Ölçeğin yaklaşan geçerliğini sınamak amacıyla yapılan analizlerde tüm faktörlerin geçerlik ölçeğinin (Behram ve Dinç, 2014) faktörleriyle pozitif yönde ve anlamlı ilişkiler sergilemiş olması geçerlik yönünde bir kanıt olarak değerlendirilebilir (Campbell ve Fiske, 1959). Bu sınamada kişi-iş uyumu faktörünün gösterdiği en yüksek ilişkinin geçerlik ölçeği faktörlerinden talep-yeterlik ve gereksinim karşılama uyumu ile olduğu göze çarpmıştır.
Kişi-iş uyumu faktörünün maddeleri hem kişinin işten beklediklerini ölçen gereksinim karşılama hem de kişinin özelliklerinin işe uygunluğunu değerlendiren talep yeterlik uyumu ile benzer niteliktedir. Bu nedenle bu sonuç beklenen yöndedir.
Kişi-örgüt, kişi-grup ve kişi-yönetici uyumu faktörlerinin ise geçerlik ölçeğinin gereksinim karşılama ve değer uyumu faktörleri ile olan ilişkilerinin talep yeterlik uyumu faktörü ile olandan daha güçlü olduğu gözlenmiştir. Algılanan Kişi-Çevre Uyum Ölçeği’nin söz konusu bu faktörleri bireyin örgütüne, çalışma grubuna ve yöneticisine değer ve hedefler açısından ne kadar benzediğini değerlendirmektedir.
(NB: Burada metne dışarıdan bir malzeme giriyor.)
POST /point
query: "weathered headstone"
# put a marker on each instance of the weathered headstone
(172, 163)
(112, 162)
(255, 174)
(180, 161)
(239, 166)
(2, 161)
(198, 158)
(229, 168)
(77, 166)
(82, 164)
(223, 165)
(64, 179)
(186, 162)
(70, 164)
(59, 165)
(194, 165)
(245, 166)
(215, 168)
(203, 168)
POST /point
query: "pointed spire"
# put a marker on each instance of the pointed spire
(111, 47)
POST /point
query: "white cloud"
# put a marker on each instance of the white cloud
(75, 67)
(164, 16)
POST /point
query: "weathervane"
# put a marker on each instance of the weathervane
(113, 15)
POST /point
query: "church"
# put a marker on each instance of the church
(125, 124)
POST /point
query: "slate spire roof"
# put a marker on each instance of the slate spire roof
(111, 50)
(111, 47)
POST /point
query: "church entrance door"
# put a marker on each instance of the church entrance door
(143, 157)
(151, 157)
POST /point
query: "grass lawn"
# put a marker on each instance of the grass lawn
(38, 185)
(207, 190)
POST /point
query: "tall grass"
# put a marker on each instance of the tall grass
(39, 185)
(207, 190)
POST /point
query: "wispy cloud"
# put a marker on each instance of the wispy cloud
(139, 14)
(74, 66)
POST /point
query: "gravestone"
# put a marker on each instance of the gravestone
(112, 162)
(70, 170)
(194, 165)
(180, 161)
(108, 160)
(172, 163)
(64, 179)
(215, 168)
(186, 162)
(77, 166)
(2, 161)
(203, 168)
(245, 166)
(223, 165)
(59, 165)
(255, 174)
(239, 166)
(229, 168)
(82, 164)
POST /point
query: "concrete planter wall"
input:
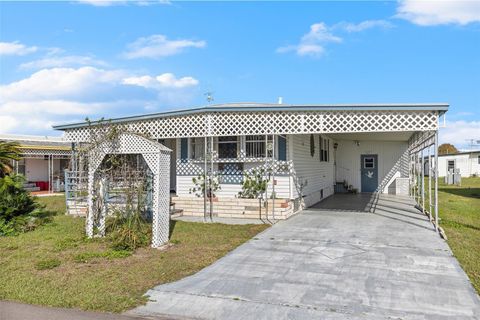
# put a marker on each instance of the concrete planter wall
(236, 208)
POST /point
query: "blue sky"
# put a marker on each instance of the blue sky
(63, 61)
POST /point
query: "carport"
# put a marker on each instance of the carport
(341, 263)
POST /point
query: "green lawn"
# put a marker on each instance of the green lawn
(459, 213)
(56, 265)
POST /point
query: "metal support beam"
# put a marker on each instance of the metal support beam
(205, 181)
(273, 177)
(436, 180)
(423, 180)
(210, 181)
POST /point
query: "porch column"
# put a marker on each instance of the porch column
(210, 177)
(436, 180)
(423, 180)
(429, 182)
(205, 181)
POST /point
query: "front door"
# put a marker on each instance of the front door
(369, 172)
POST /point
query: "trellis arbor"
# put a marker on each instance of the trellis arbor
(308, 152)
(157, 158)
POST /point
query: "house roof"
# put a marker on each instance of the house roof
(259, 107)
(37, 142)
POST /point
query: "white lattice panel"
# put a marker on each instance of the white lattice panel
(45, 152)
(279, 122)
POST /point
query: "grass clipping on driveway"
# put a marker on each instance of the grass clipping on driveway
(56, 265)
(459, 210)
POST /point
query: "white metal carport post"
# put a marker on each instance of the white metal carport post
(436, 180)
(430, 181)
(423, 180)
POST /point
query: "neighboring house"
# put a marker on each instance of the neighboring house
(317, 149)
(44, 160)
(467, 162)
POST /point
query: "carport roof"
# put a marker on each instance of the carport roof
(259, 107)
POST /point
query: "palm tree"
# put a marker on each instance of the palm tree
(8, 151)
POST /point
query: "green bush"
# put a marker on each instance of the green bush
(129, 232)
(87, 257)
(47, 264)
(18, 210)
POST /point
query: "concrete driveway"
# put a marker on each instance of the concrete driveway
(378, 259)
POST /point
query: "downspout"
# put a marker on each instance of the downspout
(205, 181)
(436, 180)
(273, 177)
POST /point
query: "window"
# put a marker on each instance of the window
(227, 147)
(324, 149)
(21, 166)
(451, 165)
(368, 163)
(255, 146)
(197, 148)
(230, 168)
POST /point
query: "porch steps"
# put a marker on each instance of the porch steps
(30, 187)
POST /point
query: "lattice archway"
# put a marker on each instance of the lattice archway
(157, 157)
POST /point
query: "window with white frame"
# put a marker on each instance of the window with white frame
(197, 148)
(256, 146)
(324, 149)
(227, 147)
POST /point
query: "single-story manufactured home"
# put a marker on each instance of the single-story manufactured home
(305, 152)
(467, 162)
(43, 161)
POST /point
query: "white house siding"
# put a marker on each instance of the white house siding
(228, 190)
(392, 161)
(467, 163)
(310, 171)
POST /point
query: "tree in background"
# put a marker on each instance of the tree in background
(8, 152)
(447, 148)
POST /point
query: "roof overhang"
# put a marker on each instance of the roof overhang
(265, 107)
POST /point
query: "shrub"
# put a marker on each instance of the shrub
(87, 257)
(254, 184)
(47, 264)
(18, 210)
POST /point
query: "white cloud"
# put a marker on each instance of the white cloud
(60, 82)
(15, 49)
(158, 46)
(64, 95)
(362, 26)
(62, 61)
(165, 80)
(8, 123)
(320, 35)
(436, 12)
(312, 43)
(456, 132)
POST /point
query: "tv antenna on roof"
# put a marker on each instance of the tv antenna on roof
(209, 96)
(473, 143)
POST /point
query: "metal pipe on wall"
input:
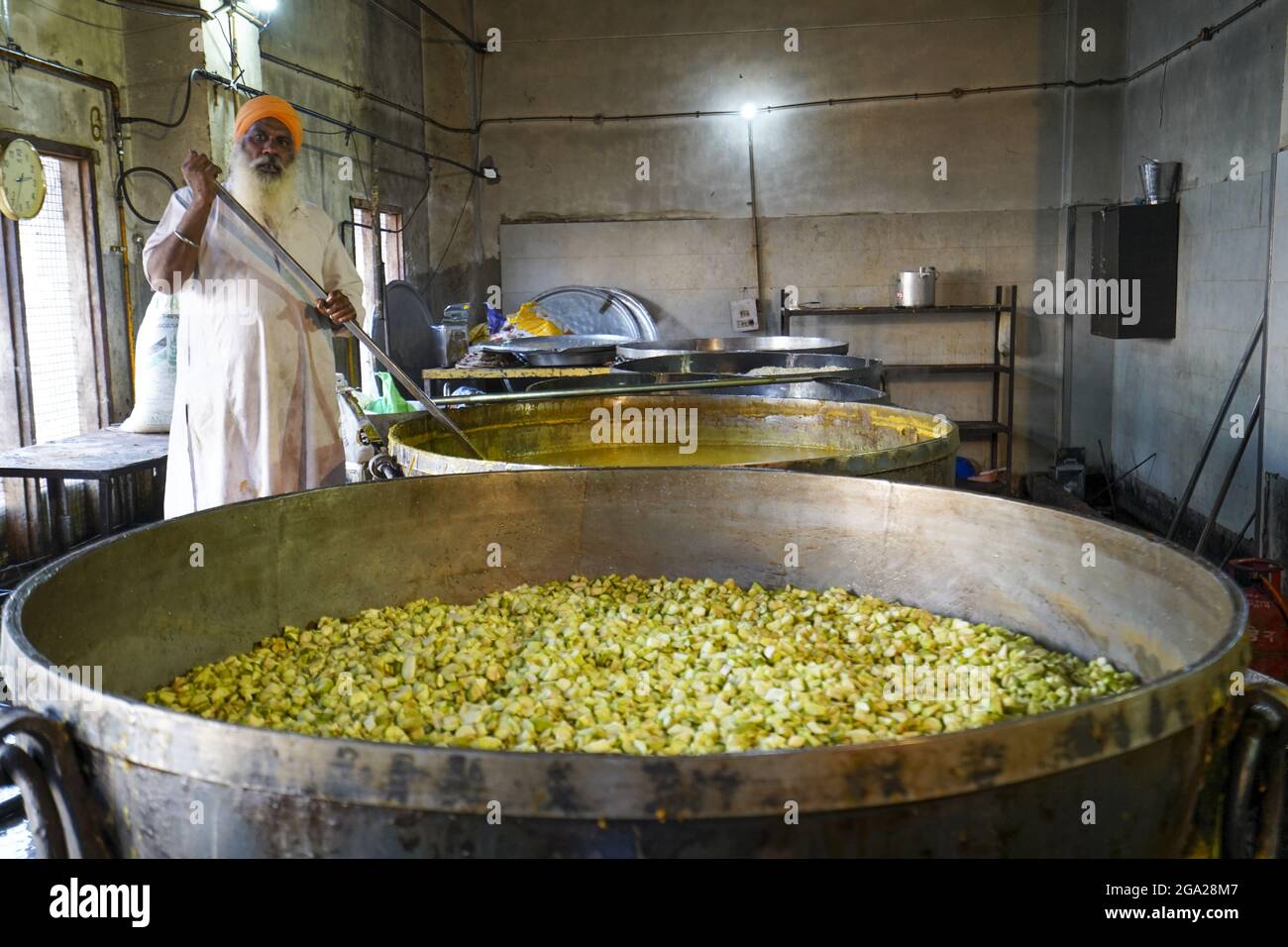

Dolayısıyla bu faktörlerin içerikleri işin ve kurumun bireyin beklenti ve değerleriyle ne kadar uyum içinde olduğunu ölçen gereksinim karşılama ve değer uyumu faktörleriyle daha fazla benzerlik içermektedir. Bu nedenle bu sonuç da hem beklenen yönde hem de yaklaşan geçerliğe yönelik kanıt niteliğindedir.
Algılanan Kişi-Çevre Uyum Ölçeği faktörlerinin teorik olarak ilişkili olması beklenen diğer yapılarla ilişkileri yine yapı geçerliği kapsamında analiz edilmiştir.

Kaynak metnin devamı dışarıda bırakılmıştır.